La situazione fiscale italiana resta sotto osservazione. La Commissione europea ha avviato procedure di infrazione anche contro altri paesi: la Slovacchia, ad esempio, è finita nel mirino a luglio 2024 con un deficit al 4,9% nel 2023. Il caso italiano è diverso — il disavanzo è più contenuto, ma il percorso di rientro è lento.
Crescita 2026 e pressione fiscale
Le stime sulla crescita per il 2026 si attestano attorno al +0,5%, in linea con le proiezioni di Bankitalia. Non c'è margine per rilanci significativi della spesa pubblica. Il governo dovrà fare i conti con una pressione fiscale in aumento e vincoli stringenti sulla gestione dei conti pubblici.
Il rientro dalla procedura europea richiederà interventi graduali sulla spesa corrente. La spesa primaria continua a crescere, soprattutto per i trasferimenti sociali. Senza un rallentamento netto di questa dinamica, il margine di manovra sui conti pubblici rimane stretto.
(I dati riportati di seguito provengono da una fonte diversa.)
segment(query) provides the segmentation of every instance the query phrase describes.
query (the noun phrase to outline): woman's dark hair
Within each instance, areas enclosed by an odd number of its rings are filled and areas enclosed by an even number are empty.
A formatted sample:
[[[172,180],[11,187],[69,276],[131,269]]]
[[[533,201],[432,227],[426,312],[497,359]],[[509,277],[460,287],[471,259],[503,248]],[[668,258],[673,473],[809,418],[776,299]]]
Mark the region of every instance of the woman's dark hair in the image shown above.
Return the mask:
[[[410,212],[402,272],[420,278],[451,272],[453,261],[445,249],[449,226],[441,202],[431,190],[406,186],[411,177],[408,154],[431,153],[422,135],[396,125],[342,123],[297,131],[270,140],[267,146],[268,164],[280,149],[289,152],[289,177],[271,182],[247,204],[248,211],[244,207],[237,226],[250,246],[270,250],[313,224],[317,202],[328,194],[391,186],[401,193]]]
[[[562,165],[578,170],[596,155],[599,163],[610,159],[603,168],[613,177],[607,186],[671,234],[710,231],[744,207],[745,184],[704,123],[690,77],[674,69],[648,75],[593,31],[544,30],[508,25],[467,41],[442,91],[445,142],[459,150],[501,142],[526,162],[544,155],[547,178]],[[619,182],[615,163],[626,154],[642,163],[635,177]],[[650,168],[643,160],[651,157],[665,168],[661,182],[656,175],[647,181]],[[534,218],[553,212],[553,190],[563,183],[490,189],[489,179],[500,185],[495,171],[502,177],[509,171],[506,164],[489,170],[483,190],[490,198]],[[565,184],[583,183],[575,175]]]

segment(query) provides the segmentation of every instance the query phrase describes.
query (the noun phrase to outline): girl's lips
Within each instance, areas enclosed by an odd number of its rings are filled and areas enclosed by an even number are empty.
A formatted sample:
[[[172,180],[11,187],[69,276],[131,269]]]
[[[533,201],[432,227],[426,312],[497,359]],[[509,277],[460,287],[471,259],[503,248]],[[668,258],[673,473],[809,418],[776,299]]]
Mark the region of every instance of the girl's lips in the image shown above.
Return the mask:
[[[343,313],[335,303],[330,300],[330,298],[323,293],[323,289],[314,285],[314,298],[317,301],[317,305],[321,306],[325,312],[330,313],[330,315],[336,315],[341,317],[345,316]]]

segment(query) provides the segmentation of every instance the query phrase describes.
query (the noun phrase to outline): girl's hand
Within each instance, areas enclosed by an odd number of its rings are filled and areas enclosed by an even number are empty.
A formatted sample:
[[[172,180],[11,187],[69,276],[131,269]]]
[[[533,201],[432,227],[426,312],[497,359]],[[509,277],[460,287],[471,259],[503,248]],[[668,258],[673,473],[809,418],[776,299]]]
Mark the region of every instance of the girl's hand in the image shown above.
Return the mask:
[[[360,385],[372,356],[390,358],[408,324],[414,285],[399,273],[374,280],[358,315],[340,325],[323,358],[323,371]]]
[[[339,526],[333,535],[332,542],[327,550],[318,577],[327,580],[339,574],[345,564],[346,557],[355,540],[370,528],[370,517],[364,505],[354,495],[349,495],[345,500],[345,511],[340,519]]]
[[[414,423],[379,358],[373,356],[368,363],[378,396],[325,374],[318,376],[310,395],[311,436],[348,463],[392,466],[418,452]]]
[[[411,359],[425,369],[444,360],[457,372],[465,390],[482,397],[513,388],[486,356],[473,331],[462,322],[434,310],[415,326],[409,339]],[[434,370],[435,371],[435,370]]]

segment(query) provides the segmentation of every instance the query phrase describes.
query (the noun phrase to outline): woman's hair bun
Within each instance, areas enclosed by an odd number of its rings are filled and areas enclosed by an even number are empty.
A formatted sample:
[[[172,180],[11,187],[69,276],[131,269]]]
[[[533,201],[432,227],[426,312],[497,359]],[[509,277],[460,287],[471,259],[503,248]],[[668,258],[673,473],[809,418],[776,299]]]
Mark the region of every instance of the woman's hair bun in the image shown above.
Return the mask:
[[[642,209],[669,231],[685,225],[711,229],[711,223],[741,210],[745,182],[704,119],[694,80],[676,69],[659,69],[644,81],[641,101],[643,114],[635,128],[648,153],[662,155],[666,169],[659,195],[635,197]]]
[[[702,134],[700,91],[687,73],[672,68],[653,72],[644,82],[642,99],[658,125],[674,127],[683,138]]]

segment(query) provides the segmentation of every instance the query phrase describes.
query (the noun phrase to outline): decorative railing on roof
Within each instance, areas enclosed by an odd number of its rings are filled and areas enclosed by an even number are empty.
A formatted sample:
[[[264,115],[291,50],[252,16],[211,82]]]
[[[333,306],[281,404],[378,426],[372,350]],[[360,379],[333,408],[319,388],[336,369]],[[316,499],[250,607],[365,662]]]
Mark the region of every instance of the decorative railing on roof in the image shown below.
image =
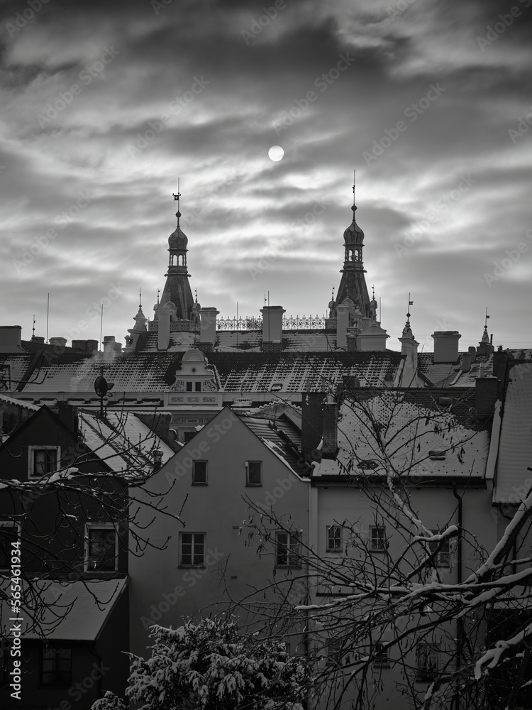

Cosa comporta restare nella procedura
Restare nella procedura di infrazione significa monitoraggio continuo da Bruxelles e limitazioni operative. Il prestito Safe, collegato al programma ReArm Europe, non sarà accessibile finché il deficit resterà sopra il 3%. È un vincolo che pesa sulle opzioni strategiche del governo, specialmente in un contesto geopolitico che richiede investimenti in difesa.
Il 2027 resta l'orizzonte indicato per l'uscita dalla procedura. Due anni sono lunghi e la traiettoria dei conti pubblici dovrà essere costante. Ogni scostamento dalla linea tracciata nel Documento di finanza pubblica allungherà ulteriormente i tempi.